Zarafa's audience with the King was delayed by Queen Marie Therese, who insisted it would not be protocol for him to rush to greet a gift from a lesser monarch. So the giraffe was forced to trudge 18 miles across Paris to the court at Saint Cloud. The King's reaction is not recorded, but the giraffe became the rage of Paris. Children ate gingerbread giraffes, women wore their hair a la Girafe and all manner of garish spotted merchandise was produced. More than 40,000 people flocked to see Zarafa during the summer of 1827. When she died in 1845 she was stuffed and eventually lent to other museums in France. Allin has tracked her down by her markings to a museum in La Rochelle - where she is known as "Giraffe from Sennar".

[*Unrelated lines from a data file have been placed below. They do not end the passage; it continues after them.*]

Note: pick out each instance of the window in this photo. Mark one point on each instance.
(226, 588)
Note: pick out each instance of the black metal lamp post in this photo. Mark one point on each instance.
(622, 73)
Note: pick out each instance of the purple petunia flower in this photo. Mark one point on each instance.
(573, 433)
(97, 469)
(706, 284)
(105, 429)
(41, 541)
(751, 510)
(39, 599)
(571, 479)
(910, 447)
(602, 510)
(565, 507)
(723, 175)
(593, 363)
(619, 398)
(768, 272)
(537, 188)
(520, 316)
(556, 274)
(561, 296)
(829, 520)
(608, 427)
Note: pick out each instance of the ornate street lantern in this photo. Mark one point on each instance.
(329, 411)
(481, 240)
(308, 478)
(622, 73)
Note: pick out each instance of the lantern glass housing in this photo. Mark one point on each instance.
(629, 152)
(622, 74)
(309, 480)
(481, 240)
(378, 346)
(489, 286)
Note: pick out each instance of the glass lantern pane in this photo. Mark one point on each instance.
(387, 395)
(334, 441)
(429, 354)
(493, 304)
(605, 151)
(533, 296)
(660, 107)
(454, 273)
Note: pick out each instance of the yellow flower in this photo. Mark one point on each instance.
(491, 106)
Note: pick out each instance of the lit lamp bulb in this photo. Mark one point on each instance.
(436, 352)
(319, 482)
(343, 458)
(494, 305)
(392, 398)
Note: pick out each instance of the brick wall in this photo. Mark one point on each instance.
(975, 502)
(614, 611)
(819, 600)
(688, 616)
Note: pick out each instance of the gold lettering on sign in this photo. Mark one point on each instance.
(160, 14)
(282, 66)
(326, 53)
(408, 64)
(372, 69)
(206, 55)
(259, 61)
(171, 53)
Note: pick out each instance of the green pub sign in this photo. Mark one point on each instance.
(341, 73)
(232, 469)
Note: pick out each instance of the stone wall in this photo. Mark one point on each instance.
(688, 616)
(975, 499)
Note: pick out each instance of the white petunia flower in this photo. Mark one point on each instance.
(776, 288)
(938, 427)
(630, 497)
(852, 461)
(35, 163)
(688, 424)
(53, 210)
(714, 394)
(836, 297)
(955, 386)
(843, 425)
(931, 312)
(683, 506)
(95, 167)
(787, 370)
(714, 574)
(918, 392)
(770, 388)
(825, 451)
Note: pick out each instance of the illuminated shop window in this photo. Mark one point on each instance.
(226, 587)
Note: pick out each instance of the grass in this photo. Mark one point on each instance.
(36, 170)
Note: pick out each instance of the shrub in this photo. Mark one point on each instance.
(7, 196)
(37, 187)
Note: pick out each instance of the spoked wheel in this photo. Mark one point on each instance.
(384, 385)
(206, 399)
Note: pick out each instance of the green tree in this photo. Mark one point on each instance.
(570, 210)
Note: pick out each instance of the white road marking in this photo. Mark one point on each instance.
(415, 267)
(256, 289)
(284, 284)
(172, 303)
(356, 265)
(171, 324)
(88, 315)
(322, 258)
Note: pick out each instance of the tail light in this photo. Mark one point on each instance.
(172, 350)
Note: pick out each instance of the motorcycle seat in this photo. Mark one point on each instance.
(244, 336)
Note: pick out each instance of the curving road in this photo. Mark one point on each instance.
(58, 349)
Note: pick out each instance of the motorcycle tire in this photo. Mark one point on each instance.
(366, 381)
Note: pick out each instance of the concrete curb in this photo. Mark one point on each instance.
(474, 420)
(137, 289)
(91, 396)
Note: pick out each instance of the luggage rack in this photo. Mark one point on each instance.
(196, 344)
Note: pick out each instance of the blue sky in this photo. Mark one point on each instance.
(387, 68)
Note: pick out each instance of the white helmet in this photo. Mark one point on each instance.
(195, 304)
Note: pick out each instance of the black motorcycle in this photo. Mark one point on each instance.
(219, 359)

This book brings into focus the collision of two worlds locked in mutual fascination: Enlightenment France and nascent modern Egypt. Napoleon becomes the bridge between two cultures, throwing banquets in Cairo where each guest is given companion volumes of the Koran and Thomas Paine's The Rights of Man.

Occasionally Allin treats facts superficially and he leaves out the brutality of colonial carve-ups and any sense of the driving forces behind events. Instead, he offers a wonderfully entertaining dramatisation of what he sees as the noble progression of France and Egypt from darkness into light. Zarafa is a vivid cabinet of curiosities, full of intriguing oddities.